The Hockaday School had just the person for taking on this wild task. Science teacher Leon de Oliveira began a brand new course for the semester entitled “Community Impact by Design.” The class allowed students to work in small groups while engaging in the design and engineering process in order to solve a problem. This year’s challenge: find a creative way to encourage small primates to use more vertical space in their exhibit.

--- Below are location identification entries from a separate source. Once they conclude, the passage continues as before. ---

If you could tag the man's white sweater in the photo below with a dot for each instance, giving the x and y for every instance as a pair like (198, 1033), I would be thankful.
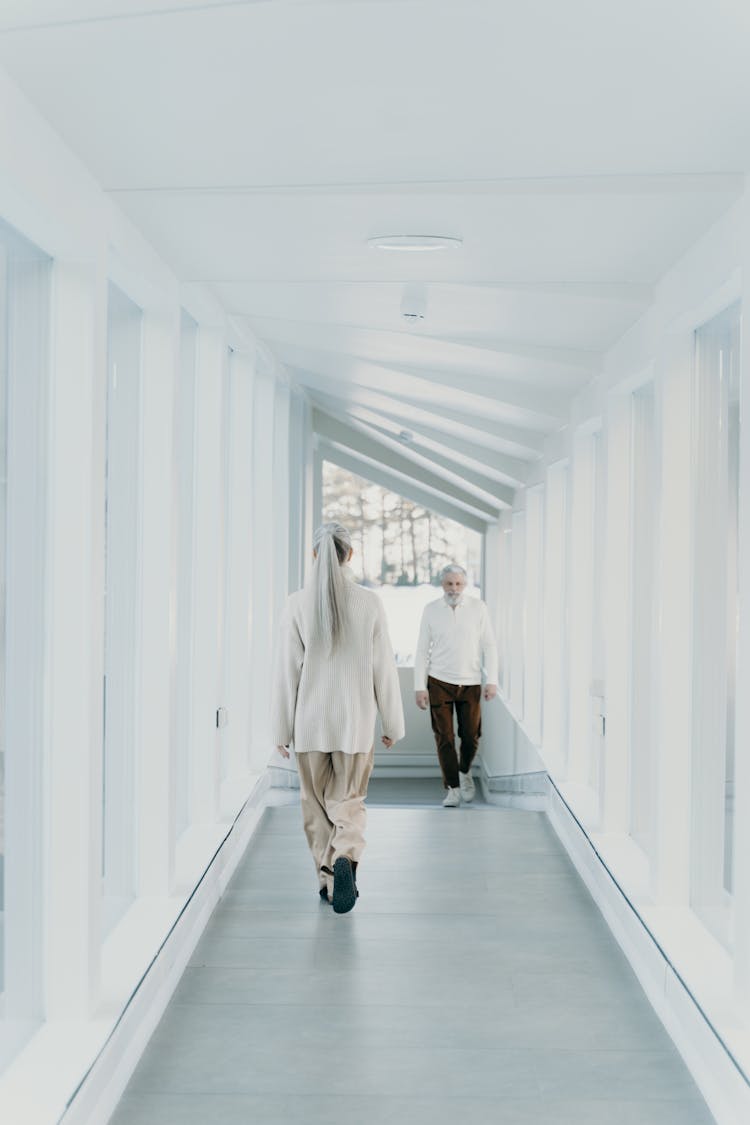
(323, 701)
(454, 642)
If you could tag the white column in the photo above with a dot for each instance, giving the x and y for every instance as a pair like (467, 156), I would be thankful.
(26, 628)
(518, 613)
(672, 657)
(75, 642)
(554, 668)
(534, 612)
(206, 663)
(300, 487)
(281, 496)
(742, 736)
(617, 614)
(263, 565)
(240, 570)
(581, 608)
(155, 800)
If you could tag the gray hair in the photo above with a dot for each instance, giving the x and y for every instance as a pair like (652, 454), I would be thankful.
(332, 542)
(452, 568)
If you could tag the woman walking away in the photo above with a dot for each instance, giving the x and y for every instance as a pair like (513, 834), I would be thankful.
(334, 667)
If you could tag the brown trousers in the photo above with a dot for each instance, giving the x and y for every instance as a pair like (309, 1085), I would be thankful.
(443, 699)
(333, 788)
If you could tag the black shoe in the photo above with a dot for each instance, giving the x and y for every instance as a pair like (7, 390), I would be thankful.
(344, 888)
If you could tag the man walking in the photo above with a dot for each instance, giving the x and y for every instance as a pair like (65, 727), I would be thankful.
(455, 639)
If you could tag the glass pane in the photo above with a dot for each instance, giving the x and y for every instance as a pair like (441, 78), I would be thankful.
(399, 548)
(24, 385)
(642, 757)
(3, 509)
(731, 377)
(184, 444)
(122, 479)
(715, 617)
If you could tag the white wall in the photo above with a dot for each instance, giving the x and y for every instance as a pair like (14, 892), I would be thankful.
(240, 559)
(589, 763)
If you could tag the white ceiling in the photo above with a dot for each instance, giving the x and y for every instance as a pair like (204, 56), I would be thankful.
(577, 149)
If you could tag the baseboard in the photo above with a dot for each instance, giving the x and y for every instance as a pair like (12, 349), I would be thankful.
(515, 791)
(102, 1087)
(719, 1078)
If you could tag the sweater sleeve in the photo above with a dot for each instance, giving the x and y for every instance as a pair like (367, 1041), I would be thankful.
(388, 693)
(422, 655)
(488, 648)
(290, 655)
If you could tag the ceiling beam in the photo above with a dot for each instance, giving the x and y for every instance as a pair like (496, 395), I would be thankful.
(464, 350)
(498, 398)
(527, 444)
(379, 452)
(506, 470)
(378, 474)
(477, 484)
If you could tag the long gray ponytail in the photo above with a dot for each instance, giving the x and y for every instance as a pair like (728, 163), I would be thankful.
(332, 542)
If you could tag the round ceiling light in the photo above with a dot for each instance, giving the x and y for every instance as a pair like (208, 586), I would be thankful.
(414, 243)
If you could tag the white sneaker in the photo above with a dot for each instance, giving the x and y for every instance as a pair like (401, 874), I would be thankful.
(468, 788)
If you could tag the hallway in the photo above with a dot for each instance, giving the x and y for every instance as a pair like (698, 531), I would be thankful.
(475, 980)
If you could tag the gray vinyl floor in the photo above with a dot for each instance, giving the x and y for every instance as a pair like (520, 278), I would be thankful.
(475, 982)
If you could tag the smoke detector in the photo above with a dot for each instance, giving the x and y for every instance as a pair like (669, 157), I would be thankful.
(414, 303)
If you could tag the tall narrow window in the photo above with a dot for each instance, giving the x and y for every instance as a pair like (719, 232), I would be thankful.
(399, 549)
(518, 614)
(122, 554)
(716, 435)
(184, 452)
(554, 619)
(506, 610)
(643, 513)
(225, 560)
(24, 390)
(534, 611)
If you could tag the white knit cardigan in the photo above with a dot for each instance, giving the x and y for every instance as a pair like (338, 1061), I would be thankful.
(323, 701)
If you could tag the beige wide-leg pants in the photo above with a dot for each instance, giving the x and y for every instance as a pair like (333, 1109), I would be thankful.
(333, 788)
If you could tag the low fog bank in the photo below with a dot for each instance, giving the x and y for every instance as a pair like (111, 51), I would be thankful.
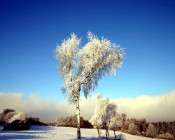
(153, 108)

Keepers put Wendy's and Kate's treat shaker to the test

Keeper Audra C. put Wendy’s and Kate’s treat shaker to the test after filling it with food

How exactly does one prompt a primate to move onwards and upwards? Through enrichment, of course! However, Zoo staff left the designing fully up to the students. The class made multiple trips to the Zoo to observe their subjects while working closely with primate keepers and our education team. After multiple models and prototypes made out of various approved materials, the students were able to turn their ideas into actual enrichment items.

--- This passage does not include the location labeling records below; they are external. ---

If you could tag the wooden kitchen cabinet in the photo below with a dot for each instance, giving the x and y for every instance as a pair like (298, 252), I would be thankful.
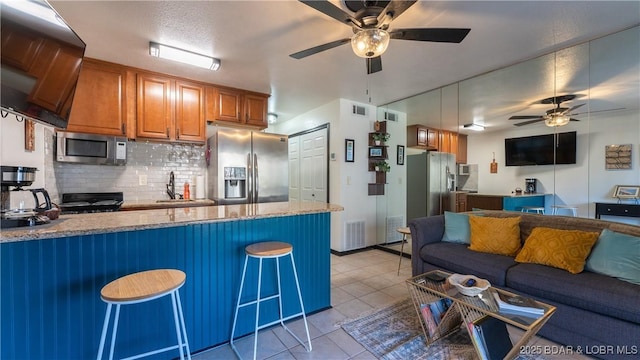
(169, 108)
(19, 48)
(422, 137)
(56, 68)
(237, 107)
(100, 103)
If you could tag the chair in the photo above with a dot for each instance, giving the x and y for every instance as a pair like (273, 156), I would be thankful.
(261, 251)
(142, 287)
(404, 231)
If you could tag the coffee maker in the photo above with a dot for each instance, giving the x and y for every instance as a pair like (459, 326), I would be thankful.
(13, 179)
(530, 186)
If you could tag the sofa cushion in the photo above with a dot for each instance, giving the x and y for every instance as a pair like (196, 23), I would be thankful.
(459, 259)
(456, 228)
(589, 291)
(495, 235)
(564, 249)
(616, 255)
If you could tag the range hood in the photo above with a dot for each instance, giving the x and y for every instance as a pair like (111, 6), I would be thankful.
(41, 59)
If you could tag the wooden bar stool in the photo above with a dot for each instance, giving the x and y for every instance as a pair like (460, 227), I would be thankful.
(404, 231)
(533, 209)
(142, 287)
(555, 209)
(269, 250)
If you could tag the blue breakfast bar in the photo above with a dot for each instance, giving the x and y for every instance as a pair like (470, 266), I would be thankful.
(52, 275)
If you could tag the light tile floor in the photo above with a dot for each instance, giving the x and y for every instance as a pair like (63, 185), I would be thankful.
(360, 282)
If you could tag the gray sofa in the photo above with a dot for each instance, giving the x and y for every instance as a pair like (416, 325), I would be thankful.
(593, 310)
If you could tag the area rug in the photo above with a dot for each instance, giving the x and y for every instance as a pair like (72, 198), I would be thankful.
(395, 333)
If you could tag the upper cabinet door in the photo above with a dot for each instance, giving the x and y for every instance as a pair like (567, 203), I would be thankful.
(99, 106)
(228, 105)
(154, 107)
(255, 107)
(190, 111)
(56, 68)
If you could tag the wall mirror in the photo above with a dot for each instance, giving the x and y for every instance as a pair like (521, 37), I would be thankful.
(604, 76)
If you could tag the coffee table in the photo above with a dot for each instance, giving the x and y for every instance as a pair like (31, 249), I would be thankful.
(467, 309)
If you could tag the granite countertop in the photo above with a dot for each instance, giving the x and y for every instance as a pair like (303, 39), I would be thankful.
(164, 204)
(108, 222)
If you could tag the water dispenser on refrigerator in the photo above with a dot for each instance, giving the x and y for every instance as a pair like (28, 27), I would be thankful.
(235, 179)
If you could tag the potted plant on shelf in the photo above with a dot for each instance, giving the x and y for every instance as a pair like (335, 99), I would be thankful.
(380, 138)
(382, 166)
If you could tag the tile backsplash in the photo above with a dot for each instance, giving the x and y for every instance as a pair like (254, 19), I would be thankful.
(153, 160)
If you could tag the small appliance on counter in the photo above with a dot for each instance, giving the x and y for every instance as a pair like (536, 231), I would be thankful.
(17, 177)
(80, 203)
(530, 186)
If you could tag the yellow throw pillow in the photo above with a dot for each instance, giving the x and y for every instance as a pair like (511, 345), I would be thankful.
(495, 235)
(564, 249)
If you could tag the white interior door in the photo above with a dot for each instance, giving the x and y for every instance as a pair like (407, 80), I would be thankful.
(308, 167)
(294, 169)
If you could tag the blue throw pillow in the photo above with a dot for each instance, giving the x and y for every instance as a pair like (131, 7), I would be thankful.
(617, 255)
(456, 227)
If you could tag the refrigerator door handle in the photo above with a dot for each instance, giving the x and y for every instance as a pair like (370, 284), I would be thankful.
(255, 180)
(249, 179)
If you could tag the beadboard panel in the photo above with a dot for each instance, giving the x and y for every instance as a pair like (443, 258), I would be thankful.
(50, 299)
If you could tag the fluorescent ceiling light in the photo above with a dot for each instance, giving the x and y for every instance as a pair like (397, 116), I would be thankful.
(37, 9)
(183, 56)
(474, 127)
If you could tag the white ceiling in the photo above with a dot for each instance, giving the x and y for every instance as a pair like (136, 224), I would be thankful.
(254, 39)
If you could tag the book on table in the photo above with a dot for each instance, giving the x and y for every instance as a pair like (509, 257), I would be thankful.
(518, 305)
(490, 336)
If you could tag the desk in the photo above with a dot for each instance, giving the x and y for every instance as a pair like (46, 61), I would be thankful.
(615, 209)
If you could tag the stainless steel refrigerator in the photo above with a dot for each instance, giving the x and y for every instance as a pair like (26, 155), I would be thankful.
(430, 180)
(247, 167)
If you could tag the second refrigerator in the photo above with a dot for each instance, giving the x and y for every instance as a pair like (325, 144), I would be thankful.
(247, 167)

“I have just been blown away by their creativity and perseverance throughout the challenge. To see the whole process starting from their initial cardboard designs to the final product was incredible. What a transformation!” Education supervisor Courtney Jonescu said.

Hockaday seniors Wendy Ho and Kate Keough created a “treat shaker” out of PVC pipe. The capsule shaped item, designed to hang from a tree branch, has maze-like layers of plexiglass on the inside. Primates must shake the apparatus to move food through the levels until it falls out a small hole at the bottom in order to be consumed.

Sophomore Meredith Jones approached the task from a different perspective, developing a “treat tree” with branches for food pieces to hang. Primates must pull levers in order to release the tree, allowing it to sprout out of a PVC pipe and reveal more and more treats depending on which lever is activated.

Spider monkeys eagerly engage with the enrichment device

Spider monkeys eagerly engage with the enrichment device

Junior Annie Allen and senior Audrey Black cleverly worked together to craft a “ball box.” The cube-like structure is made of mesh and houses a second cube within it, filled with whiffle balls, which have perfectly sized holes for primates to reach their fingers into and attempt to work food out.

“You had to really think like a monkey and consider everything that they could do, like their strength,” Allen explained.

And think like a monkey they did! Wendy’s and Kate’s treat shaker was even put to the test on May 11 after the students presented their final enrichment deliverables to Zoo staff and interested onlookers. Keepers hung the device from a branch in the spider monkey habitat, warning that the primates might be somewhat shy to approach it – but the troop proved otherwise.

“The device worked exactly like the students hoped it would, and the spider monkeys were immediately interested in it. They looked down the tube through the plexiglass window, just like the girls imagined they would.  Then they manipulated the tube until yummy treats fell out of the flawlessly cut hole at the bottom. It turned out to be perfect and all of us were thrilled to see that,” said Jonescu.

We think the students deserve an A+ for their hard work, creativity, ingenuity – after all, it’s not every day that one receives the monkey seal of approval.